“I’ll get over it,” McIlroy said. “I led this golf tournament for 63 holes. Hopefully it will build a little character in me as well.”
McIlroy came off the course a wreck, his shirttail untucked and his young pudding face flushed and damp from the heat and embarrassment of shooting 80 to blow a four-stroke lead entering the final round. He might have been pardoned for marching straight to the parking lot and refusing to take questions, or for whining about that ungodly bad ricochet off a tree on the 10th that landed his ball in the uncharted residential landscaping of the cabin area, leading to a triple bogey.
Instead he wiped his face and answered every question put to him, and had a very candid talk with himself along the way. “I totally unraveled,” he said. After listening to him, you wanted to seize the nearest child prodigy with a behavior issue by the collar and say: “Listen up. That’s what a future champion sounds like.”
Golf archivists will spend a lot of time comparing McIlroy’s breakdown to others of historical proportions — it wasn’t quite as bad as Greg Norman’s six-stroke dissolution in the 1996 Masters, or Arnold Palmer’s seven-stroke collapse in the 1966 U.S. Open — and arguing over what it means. It certainly can’t be encouraging to McIlroy that twice now he has shot 80 after seizing the lead in majors, in the British Open at St. Andrews last year after opening with a 63, and now at Augusta.
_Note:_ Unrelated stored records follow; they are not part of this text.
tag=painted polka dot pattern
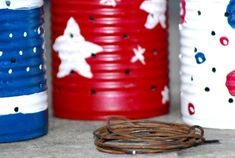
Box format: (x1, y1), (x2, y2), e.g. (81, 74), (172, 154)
(180, 0), (235, 129)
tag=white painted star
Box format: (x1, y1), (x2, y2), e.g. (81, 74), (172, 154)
(140, 0), (167, 29)
(161, 86), (169, 104)
(53, 17), (103, 79)
(131, 45), (146, 65)
(100, 0), (119, 7)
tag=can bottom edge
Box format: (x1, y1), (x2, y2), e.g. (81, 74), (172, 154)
(0, 130), (48, 143)
(0, 110), (48, 143)
(53, 107), (169, 120)
(182, 116), (235, 129)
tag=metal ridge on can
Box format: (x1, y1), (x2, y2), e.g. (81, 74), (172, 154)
(0, 0), (48, 142)
(180, 0), (235, 129)
(51, 0), (169, 120)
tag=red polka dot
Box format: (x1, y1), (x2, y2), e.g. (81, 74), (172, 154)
(226, 70), (235, 96)
(188, 103), (195, 115)
(220, 36), (229, 46)
(180, 0), (186, 25)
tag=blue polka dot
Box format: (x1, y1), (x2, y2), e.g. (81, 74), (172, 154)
(195, 52), (206, 64)
(226, 0), (235, 29)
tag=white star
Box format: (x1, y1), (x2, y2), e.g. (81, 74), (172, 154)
(131, 45), (146, 65)
(140, 0), (167, 29)
(100, 0), (119, 7)
(53, 17), (103, 79)
(161, 86), (169, 104)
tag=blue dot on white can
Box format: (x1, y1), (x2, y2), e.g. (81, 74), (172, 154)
(226, 0), (235, 29)
(195, 52), (206, 64)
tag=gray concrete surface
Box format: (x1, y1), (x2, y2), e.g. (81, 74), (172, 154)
(1, 106), (235, 158)
(1, 1), (235, 158)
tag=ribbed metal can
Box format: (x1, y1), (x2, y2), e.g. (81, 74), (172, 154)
(0, 0), (48, 142)
(51, 0), (169, 120)
(180, 0), (235, 129)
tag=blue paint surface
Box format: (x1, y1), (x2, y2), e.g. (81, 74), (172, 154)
(226, 0), (235, 29)
(0, 7), (48, 143)
(0, 110), (48, 143)
(195, 52), (206, 64)
(0, 7), (46, 98)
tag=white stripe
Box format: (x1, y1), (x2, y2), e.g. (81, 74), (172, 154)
(0, 91), (48, 115)
(0, 0), (43, 9)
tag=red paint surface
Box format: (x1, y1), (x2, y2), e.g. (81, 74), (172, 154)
(226, 70), (235, 96)
(180, 0), (186, 25)
(51, 0), (169, 120)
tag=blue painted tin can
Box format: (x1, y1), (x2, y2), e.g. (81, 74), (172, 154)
(0, 0), (48, 142)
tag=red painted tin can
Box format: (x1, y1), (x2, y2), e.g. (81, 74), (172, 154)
(51, 0), (169, 120)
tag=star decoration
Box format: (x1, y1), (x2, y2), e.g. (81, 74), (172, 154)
(131, 45), (146, 65)
(161, 86), (169, 104)
(53, 17), (103, 79)
(140, 0), (167, 29)
(100, 0), (120, 7)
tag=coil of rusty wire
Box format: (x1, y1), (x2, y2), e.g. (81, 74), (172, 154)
(93, 117), (207, 154)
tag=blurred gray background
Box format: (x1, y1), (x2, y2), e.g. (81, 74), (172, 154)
(168, 0), (181, 106)
(44, 0), (181, 109)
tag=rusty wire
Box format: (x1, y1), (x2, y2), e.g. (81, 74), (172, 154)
(93, 117), (208, 154)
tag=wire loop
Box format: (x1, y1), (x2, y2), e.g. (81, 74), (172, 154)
(93, 117), (207, 154)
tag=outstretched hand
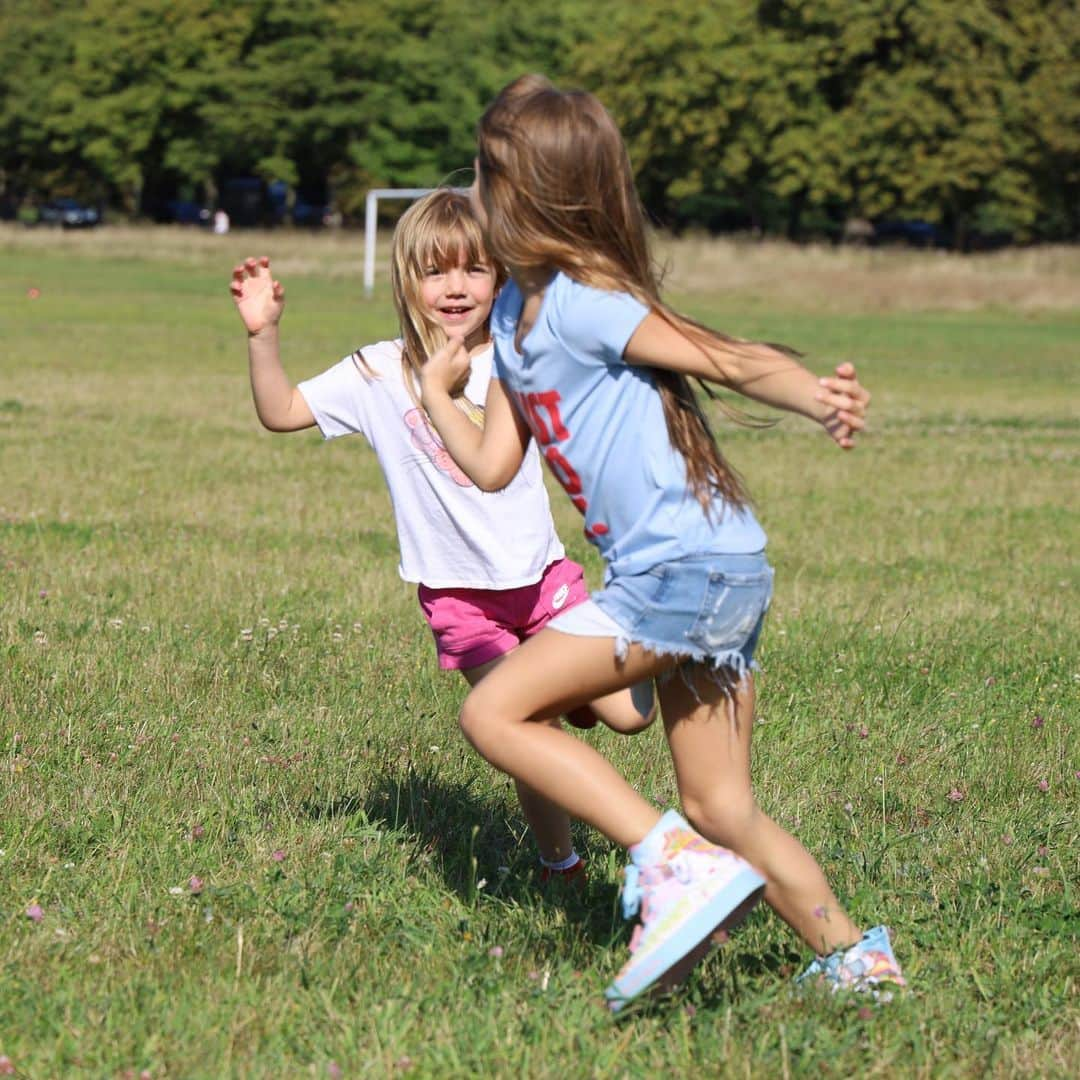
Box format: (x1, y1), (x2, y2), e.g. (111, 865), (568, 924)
(420, 337), (472, 402)
(816, 362), (870, 449)
(230, 256), (284, 336)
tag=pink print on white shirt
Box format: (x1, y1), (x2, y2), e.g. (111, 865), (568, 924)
(404, 408), (473, 487)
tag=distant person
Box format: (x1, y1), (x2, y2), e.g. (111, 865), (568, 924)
(213, 208), (230, 235)
(420, 75), (906, 1010)
(228, 190), (654, 889)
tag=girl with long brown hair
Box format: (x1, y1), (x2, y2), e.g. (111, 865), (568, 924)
(230, 190), (653, 893)
(420, 76), (905, 1010)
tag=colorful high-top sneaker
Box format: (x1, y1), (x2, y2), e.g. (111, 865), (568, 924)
(796, 924), (906, 995)
(604, 814), (766, 1012)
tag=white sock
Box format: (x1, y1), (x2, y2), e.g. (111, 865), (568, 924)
(540, 850), (581, 872)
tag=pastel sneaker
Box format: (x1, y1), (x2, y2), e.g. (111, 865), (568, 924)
(796, 925), (906, 995)
(604, 814), (766, 1012)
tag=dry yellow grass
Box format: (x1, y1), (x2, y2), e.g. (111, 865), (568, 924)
(656, 233), (1080, 313)
(2, 222), (1077, 313)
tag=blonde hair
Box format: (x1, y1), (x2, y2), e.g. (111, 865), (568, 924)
(476, 75), (798, 511)
(360, 189), (505, 422)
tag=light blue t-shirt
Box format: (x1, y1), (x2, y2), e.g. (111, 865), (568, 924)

But he’s a 21-year-old who has now threatened in three consecutive majors, and already has victories on both the PGA and European Tours. If it were another player, using another tone, we might question his future. Instead, the player whom McIlroy has a chance to most resemble, and whom he should study closely, is not a folding Norman or aging Palmer, but a young Tom Watson.
Watson once famously said, “I learned how to win by losing and not liking it.” In 1974, Watson led the U.S. Open at Winged Foot after three rounds, only to fall apart with a 79 after a three-putt at the 10th hole Sunday. Byron Nelson, who was working as a broadcaster at the tournament, approached Watson in the locker room and asked to speak to him for five minutes.